ACL, CMS, and the Veterans Health Administration (VHA) support states' efforts to develop coordinated systems of access to make it easier for consumers to learn about and access LTSS.

Care Transitions and Assistive Technology

Assistive technology (AT) is an important consideration for successful transition planning. Helping people connect to devices and resources that ensure successful transitions assists individuals in remaining in the home of their choice during COVID-19. Consultation with your state or territory AT program is a good way for transition programs to consider an individual’s needs prior to discharge.

State and territory AT programs continue to provide resources that allow individuals to transition from nursing facilities, hospitals, and other institutional based care to home and community-based settings. Key among those services is connecting individuals, caregivers, and providers to AT programs to offer demonstrations and trial periods of various devices and compare and contrast products to determine those that will best meet the specific needs of the individual.
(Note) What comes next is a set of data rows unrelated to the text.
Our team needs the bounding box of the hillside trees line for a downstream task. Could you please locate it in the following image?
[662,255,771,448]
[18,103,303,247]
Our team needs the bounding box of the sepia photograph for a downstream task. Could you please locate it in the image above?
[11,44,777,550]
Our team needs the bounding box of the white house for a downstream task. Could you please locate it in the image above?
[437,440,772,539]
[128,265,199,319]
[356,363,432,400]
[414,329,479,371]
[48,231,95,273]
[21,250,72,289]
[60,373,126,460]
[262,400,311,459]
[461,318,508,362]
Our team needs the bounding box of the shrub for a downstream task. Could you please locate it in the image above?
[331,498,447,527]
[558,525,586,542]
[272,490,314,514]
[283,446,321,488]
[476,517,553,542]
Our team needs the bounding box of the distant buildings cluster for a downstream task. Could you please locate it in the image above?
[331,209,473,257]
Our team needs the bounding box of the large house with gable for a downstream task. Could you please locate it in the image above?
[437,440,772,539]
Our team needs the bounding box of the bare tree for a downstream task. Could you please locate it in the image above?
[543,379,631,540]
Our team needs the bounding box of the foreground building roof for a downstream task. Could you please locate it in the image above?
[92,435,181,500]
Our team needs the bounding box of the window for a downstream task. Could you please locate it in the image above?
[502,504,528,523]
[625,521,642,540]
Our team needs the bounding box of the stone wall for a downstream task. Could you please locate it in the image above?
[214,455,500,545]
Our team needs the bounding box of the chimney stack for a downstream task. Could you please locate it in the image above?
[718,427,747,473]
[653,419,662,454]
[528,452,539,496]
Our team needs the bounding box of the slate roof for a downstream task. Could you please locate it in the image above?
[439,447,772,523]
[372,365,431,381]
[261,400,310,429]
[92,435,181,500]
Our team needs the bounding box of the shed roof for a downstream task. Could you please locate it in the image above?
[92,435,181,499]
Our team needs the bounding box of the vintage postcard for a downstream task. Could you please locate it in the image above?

Through device reuse programs, AT programs are also able to provide gently used durable medical equipment that has been sanitized and refurbished, such as mobility and daily living devices. Often, device reuse programs can bridge the gap when equipment is needed promptly in the transition process. AT programs have alternative financing programs that include low-interest loans with flexible terms and, in some cases, other options that can assist with the affordability of needed devices and technology.

State Partnership Example: Missouri Assistive Technology (MoAT) 

MoAT worked with the Money Follows the Person program in Missouri to create an assistive technology demonstration service for individuals transitioning from nursing facilities to the community. Services include assistive technology, environmental accessibility modifications, and vehicle access modifications. 

AT3 Assistive Technology Toolkit

AT3 provides organizations that serve older adults and people with disabilities a range of tools to improve awareness about AT. This toolkit includes resources to help select and acquire technology and connect individuals with devices and service.